CSIRO researchers in Melbourne are developing tough fire-resistant coating materials called 'hybrid inorganic polymer system'. HIPS is tailored to withstand temperatures of over 1000 degrees Celsius.
Current commercial coatings used on building materials and structures break down at between 150-250 degrees C.
HIPS coatings contain an inorganic geopolymer resin, and a small component of polymer additives.
According to project leader Dr Damian Fullston of CSIRO Materials Science and Engineering, "They are not only fire-, blast- and acid-resistant, they are also strong, castable, sprayable, and extrudable, making their potential uses almost limitless."
"Geopolymers are an emerging class of ceramic-like inorganic polymers produced at room temperatures that have the potential to transform the building products industry," he said.
"They are not only fire-, blast- and acid-resistant, they are also strong, castable, sprayable, and extrudable, making their potential uses almost limitless," he explained.
"The polymer additives in HIPS improve the flexibility and waterproofing properties, and provide stronger adhesion, which are important properties for a coating," he added.
HIPS has the potential to form thin fireproof coatings on timbers such as weatherboards, and on metals such as structural or galvanised steel.

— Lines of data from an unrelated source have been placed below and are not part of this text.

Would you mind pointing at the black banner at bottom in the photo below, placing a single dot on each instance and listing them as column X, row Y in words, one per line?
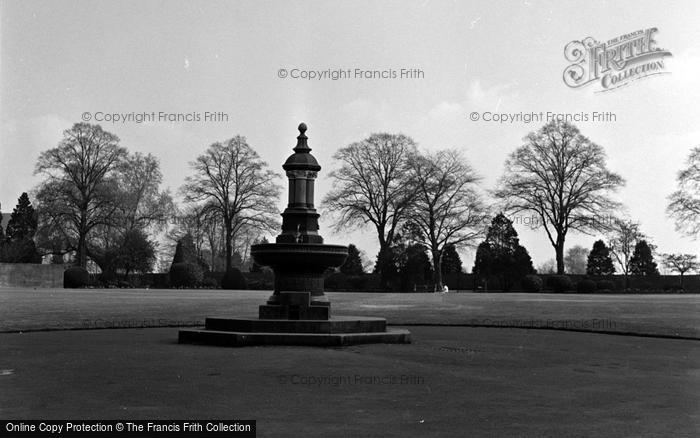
column 237, row 428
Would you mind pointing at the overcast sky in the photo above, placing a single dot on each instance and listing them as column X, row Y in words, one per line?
column 63, row 58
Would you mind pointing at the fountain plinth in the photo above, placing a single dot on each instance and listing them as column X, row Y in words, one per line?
column 299, row 258
column 298, row 312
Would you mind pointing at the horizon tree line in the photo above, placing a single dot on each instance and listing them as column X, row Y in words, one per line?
column 100, row 202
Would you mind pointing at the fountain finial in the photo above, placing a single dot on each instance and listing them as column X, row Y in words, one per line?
column 302, row 146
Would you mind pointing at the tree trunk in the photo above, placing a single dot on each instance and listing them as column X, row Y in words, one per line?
column 229, row 245
column 82, row 246
column 559, row 249
column 437, row 270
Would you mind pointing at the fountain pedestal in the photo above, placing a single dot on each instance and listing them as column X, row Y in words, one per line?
column 298, row 312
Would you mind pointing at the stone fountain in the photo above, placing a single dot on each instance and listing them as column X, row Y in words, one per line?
column 298, row 312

It can also protect brickwork, either as a thin coating or as a render.
HIPS can be applied by spray equipment, roller or brush, and cures from ambient temperature to below 90 degrees C.
As water-based products, HIPS coatings are free of volatile organic compounds, do not burn or produce heat, and do not release smoke or toxic chemicals at temperatures up to 1200 degrees C.
The strength of HIPS materials is comparable with that of phenolic resins in heat-sensitive applications, but HIPS retains higher strength at higher temperatures.
HIPS formulations are tailored to be interchangeable with phenolic resins, and have higher fatigue resistance than normal phenolics.